Dossier

Digestion lente #10 : MIKE - War In My Pen

par Aurélien, le 8 février 2019

Face à une actualité dictée par la frénésie de nos timelines et les avis définitifs de moins de 140 caractères, Digestion lente prend une bonne dose de recul et revient plusieurs mois après leur sortie sur ces disques qui ont fait l'actualité (ou pas). 

L’histoire de MIKE est d’une banalité affligeante au regard des destins incroyables qui ont bâti la mythologie du rap : c'est celle d’un artiste méconnu qui, à la faveur d'une fanbase bienveillante, voit son influence déborder sur un autre gars bien installé, qui en retour lui offre de l'exposition. Sur Some Rap Songs, Earl Sweatshirt n’a en effet pas caché l’influence du New Yorkais sur son disque, et encore moins l’amitié qui les lie depuis qu'il l'a découvert sur Bandcamp. C'est grâce à lui si ce troisième album renvoie une image infiniment plus juste de la personne que veut désormais devenir Thebe Kgotsitsile depuis la fin de Odd Future et la longue traversée du désert qui a suivi I Don’t Like Shit, I Don’t Go Outside.

MIKE partage au moins un point en commun avec Earl Sweatshirt : celui d’avoir longtemps été confronté à la dépression. Il en parle d'ailleurs assez librement dans les rares interviews qu'il donne : après une enfance qui se joue entre Londres et les banlieues de NY, Michael Bonema se retrouve baladé entre sa tante et son père, sa mère étant renvoyée dans son Nigéria natal pour des soucis de papiers. Privé de figure maternelle et enclin à une certaine agressivité à l'adolescence, il se met à la musique en 2015 sans autres réelles attentes qu’avoir un espace de création pour se vider la tête, un poster de King Krule et un autre de MF Doom sur les murs de sa chambre. Deux influences majeures sur lesquelles il est d'ailleurs difficile de faire l'impasse, tant elles incarnent une caisse de résonance pour la musique de MIKE.
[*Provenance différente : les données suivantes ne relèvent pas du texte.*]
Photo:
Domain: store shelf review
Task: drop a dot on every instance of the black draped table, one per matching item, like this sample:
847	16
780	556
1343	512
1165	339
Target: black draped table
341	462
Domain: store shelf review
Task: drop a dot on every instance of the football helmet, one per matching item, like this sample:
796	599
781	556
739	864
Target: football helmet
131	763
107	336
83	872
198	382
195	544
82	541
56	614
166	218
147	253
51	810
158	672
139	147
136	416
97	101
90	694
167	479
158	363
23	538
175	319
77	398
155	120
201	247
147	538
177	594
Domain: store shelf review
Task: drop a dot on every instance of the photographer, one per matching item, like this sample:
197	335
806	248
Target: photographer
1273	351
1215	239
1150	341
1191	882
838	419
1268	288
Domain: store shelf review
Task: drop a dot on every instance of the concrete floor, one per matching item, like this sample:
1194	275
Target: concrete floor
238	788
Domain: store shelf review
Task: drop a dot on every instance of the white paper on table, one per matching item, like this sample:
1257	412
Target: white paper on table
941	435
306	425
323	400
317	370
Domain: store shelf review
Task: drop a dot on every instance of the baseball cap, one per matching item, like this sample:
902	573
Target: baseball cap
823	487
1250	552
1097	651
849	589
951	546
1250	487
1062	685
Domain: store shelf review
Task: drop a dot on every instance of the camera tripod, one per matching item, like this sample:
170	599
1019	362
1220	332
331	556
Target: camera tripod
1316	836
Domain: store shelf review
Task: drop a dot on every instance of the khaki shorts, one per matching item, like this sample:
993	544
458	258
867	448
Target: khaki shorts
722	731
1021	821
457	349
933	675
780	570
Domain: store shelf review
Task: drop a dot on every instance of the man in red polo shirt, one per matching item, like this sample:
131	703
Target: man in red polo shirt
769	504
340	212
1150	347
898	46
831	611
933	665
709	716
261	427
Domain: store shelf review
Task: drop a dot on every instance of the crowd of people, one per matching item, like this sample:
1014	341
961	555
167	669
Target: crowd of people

En mettant des mots sur ses maux, Michael Bonema s'est assagi. Mieux encore, il a enfoui ses démons dans des disques labyrinthiques et les convoque dans une musique aux airs de vieille VHS abimée : tout est parasité, la bande est étouffée par le poids de ses images, et les couleurs semblent cramoisies. Avare en refrains, MIKE fait ployer ses samples sous des lyrics à la limite de l'intelligible, de telle sorte que l’instrumental et la voix forment un tout. Un tourbillon de noirceur plein de boucles torturées qui semblent raconter une histoire à l'envers. C'est d'ailleurs la répétition de ces boucles malades qui prend des allures d'apaisante ritournelle pour MIKE, qui pense son disque comme un confessionnal.

War In My Pen, dernier né d’une longue série de disques parus l’année passée, est son disque le plus abouti à ce jour : plus extrême que ce qu'on entend chez Griselda malgré sa patte old school, le disque fait la part belle à une narration extrêmement syncopée. Si les morceaux sont courts – entre une et trois minutes, rarement plus – ils forment une jungle épaisse que traverse un maître de cérémonie qui a tout le loisir de se livrer, souvent avec une désarmante sincérité. Dense et hypnotique - on se surprend même à se souvenir du Person Pitch de Panda Bear -, War In My Pen propose trente minutes d'un rap unique en son genre. Une petite prouesse quand on sait que le New Yorkais assure également l'intégralité des productions de ce disque sous son alias dj blackpower.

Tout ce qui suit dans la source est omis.